Traditional data feed providers like Bloomberg and Reuters are also entering the space with hosted services offerings bundled with their market data feed services.
"It's a value-added service," said IDC (http://www.idc.com)'s Daruwala. Since these players are already providing data feed subscription services to most trading firms, they're in a good position to provide other value-added services.
"Financial firms have trusted Bloomberg technology with their most secure front office information and prices," said Azhar Muhammad-Saul, head of Bloomberg enterprise products and solutions for Asia Pacific. "Markets are thirsty for data as well as faster data delivery speed."

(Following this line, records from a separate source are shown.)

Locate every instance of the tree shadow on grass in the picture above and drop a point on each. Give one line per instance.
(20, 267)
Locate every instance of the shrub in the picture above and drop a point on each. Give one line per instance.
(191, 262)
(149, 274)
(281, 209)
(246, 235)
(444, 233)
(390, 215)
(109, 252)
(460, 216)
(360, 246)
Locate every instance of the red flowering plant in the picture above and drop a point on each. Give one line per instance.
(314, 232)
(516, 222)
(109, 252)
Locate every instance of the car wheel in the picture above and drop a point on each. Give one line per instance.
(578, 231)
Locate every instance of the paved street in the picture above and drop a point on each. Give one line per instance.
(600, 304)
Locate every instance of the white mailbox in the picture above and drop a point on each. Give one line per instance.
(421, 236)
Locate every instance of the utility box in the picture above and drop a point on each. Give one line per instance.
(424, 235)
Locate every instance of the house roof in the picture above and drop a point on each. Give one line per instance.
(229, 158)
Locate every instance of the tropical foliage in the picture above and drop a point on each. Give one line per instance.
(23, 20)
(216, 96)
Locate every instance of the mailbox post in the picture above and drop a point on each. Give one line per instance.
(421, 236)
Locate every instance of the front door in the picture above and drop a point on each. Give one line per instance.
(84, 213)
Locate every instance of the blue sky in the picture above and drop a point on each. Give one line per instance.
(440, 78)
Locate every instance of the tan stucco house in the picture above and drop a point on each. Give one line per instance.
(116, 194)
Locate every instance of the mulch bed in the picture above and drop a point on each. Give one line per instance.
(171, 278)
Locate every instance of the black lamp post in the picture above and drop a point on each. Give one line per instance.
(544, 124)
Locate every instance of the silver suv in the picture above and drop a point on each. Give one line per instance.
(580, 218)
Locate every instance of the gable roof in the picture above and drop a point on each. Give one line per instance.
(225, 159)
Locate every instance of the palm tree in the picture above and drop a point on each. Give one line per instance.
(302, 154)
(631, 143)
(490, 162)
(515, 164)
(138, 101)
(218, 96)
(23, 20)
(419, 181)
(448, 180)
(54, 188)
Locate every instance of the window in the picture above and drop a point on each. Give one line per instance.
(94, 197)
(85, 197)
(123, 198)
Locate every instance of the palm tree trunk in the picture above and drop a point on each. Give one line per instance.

Beside bundling its data feed subscription services with hosting services, the company provides content and tools to meet new regulatory requirements. Increasingly stringent regulatory requirements like Dodd Frank and Basel III are driving trading firms to enhance data transparency and risk management.
Bloomberg now offers risk and compliance applications to address regulations and operational risk. "The ever changing regulatory environment will undoubtedly continue to present growing challenges for financial services companies," said Muhammad-Saul.
The demand for data analysis is creating partnerships with business analytics providers. "Reuters has partnered with Tibco to bring real-time analysis on trade and markets," said Daruwala.
Moving to opex
The IDC analyst said that the phenomenon of multiple hosting services players entering the market is transforming the spending patterns among financial firms and stock exchanges. "Banks have started to examine this variety of new hosted service offerings," he said.
Instead of spending on datacenter facilities, financial institutions are spending on datacenter services. They are moving from capex to a monthly opex.
"They're still going to spend on IT, but they don't want to spend on building datacenters," said Daruwala. "Somewhere, somebody will have to buy it and provision for it, but it's not on the bank's asset books," he said.
"It's what we call the funny money," said Daruwala.